Me: Oh, don’t you worry about that Mr Bank Manager. I’m here to cheer you up. I have a great pile of money in this bag marked swag and I want you to look after it for me.
MBM: That’s nice. Let’s take a look.
I open the bag and pour a collection of notes and coins onto the desk. MBM wets his fingers with the flecks of spittle already formed from licking his lips, rapidly sorts the money into orderly piles, and at lightning speed tots up the total.
MBM: Hmm, that £2,176.54 in all. A tidy sum. I’ll open an account in your name, credit the money to the account, and lock it all away in my time-lock burglar-proof safe.
Me: Thanks. That sounds fine. What interest will you pay me on my small fortune?
MBM: Interest? Ha! You didn’t listen to what I said earlier.

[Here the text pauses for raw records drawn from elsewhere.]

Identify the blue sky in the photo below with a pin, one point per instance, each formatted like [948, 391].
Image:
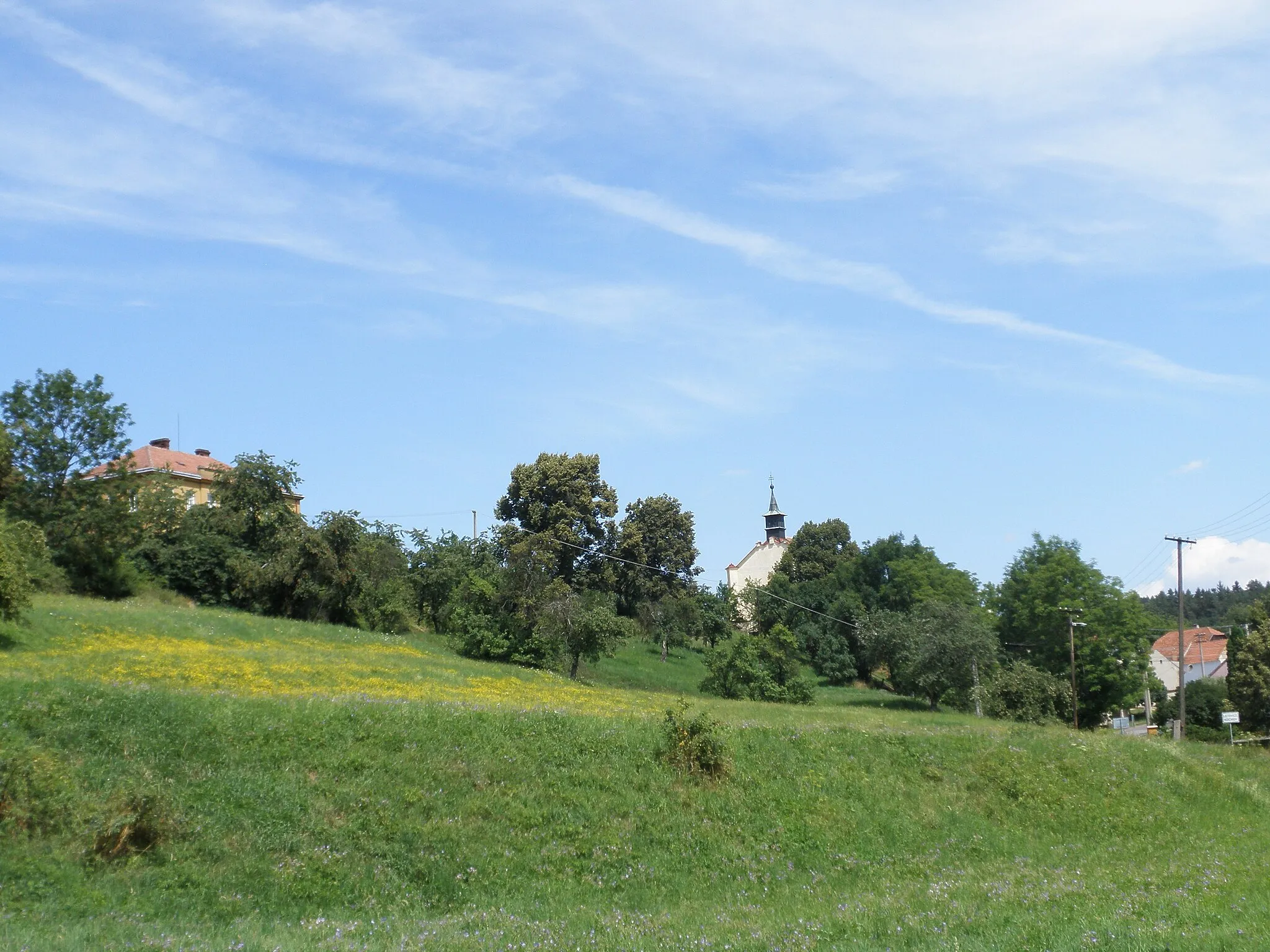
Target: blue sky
[962, 271]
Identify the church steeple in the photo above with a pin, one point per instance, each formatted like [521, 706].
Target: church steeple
[774, 517]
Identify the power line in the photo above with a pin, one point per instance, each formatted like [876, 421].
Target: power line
[668, 571]
[1134, 575]
[1237, 514]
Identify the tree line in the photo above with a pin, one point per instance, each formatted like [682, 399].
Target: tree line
[567, 576]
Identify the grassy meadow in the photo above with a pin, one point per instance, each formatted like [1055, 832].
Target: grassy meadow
[305, 786]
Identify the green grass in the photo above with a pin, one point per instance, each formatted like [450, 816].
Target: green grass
[334, 821]
[638, 664]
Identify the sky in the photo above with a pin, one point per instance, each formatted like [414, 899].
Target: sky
[964, 271]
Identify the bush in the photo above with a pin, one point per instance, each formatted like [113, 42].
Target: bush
[14, 575]
[1019, 692]
[36, 795]
[130, 826]
[758, 668]
[695, 746]
[1206, 700]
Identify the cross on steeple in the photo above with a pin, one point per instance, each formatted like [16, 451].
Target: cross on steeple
[774, 517]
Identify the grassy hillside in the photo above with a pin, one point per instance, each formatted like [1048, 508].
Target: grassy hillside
[316, 787]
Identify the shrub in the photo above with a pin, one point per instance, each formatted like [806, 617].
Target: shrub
[1206, 700]
[760, 668]
[130, 826]
[695, 746]
[36, 795]
[1019, 692]
[14, 575]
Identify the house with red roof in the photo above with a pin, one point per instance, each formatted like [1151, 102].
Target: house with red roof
[187, 474]
[1204, 655]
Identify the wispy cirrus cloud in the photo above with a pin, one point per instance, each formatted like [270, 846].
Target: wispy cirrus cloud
[832, 186]
[1212, 560]
[794, 263]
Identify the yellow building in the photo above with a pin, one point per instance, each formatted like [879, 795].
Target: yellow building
[189, 474]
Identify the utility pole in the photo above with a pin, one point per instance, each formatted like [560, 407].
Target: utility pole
[974, 673]
[1072, 625]
[1180, 724]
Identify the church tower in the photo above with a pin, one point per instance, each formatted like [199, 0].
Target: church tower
[761, 562]
[774, 517]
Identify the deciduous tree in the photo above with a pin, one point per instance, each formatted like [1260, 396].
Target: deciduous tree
[59, 428]
[655, 532]
[1249, 682]
[1044, 582]
[563, 508]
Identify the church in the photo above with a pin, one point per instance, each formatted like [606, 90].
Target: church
[760, 563]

We’re into negative interest rates, actually -0.32% as of today. That means you will have to pay me… (whips out calculator, does rapid calculation) … £6.96 after twelve months if the rate doesn’t change over that period. Shall we just call it £7, payable upfront, and be done with it?
Me: What! I thought the whole idea of a bank was that it was a place where I could loan you money for you to invest and that you’d pay me for the privilege. What’s gone wrong?
MBM: It’s all changed matey. These days I have to charge you for this privilege. Times are hard and the government wants us to spend our money to stimulate the economy. If you choose to stash it all away where it does nobody any good, we have to penalise you by charging you interest. Sorry my friend. That’s the way it is.
Me: Holy Moly and the Crackers! If I deposit my money with you and take the interest rate hit, what will you do with the money?
MBM: We either loan it out at punitive interest rates or we invest in the stock market. Either way, we make a pile of extra money from it. It’s a win-win for us bank chappies.
Me: Bloody hell. I might as well take my ill-gotten gains back to old Mrs Smith at Number 7 Acacia Drive and put it back where I found it last night while she slept peacefully in her bed.
MBM: Yes, you do that lad and, by the way, please give Mrs Smith my business card and ask her to come see me about placing her money in my safe where people like you cannot find it.
Me: Yeah, okay, I’ll do that. After all, we don’t want other unscrupulous people getting their grubby mitts on the money, do we? It’s better off with you. Say, why don’t I leave the money here, go round to see Mrs Smith, tell her where it is, say it’s in her name, and ask her for the £7 interest charge to save her the trouble of sending you a cheque? I might increase the amount a bit to cover my messenger services. Whaddya think?
MBM (gathering up the money in his arms): That’s a great idea. Off you go. I’ve got some dribbling and drooling to do.
So, in the end, we all win except poor old Mrs Smith but she doesn’t care. She’s too busy chasing down illusive Pokémon Go creatures. After all, what else can old folk do these days? Times are hard.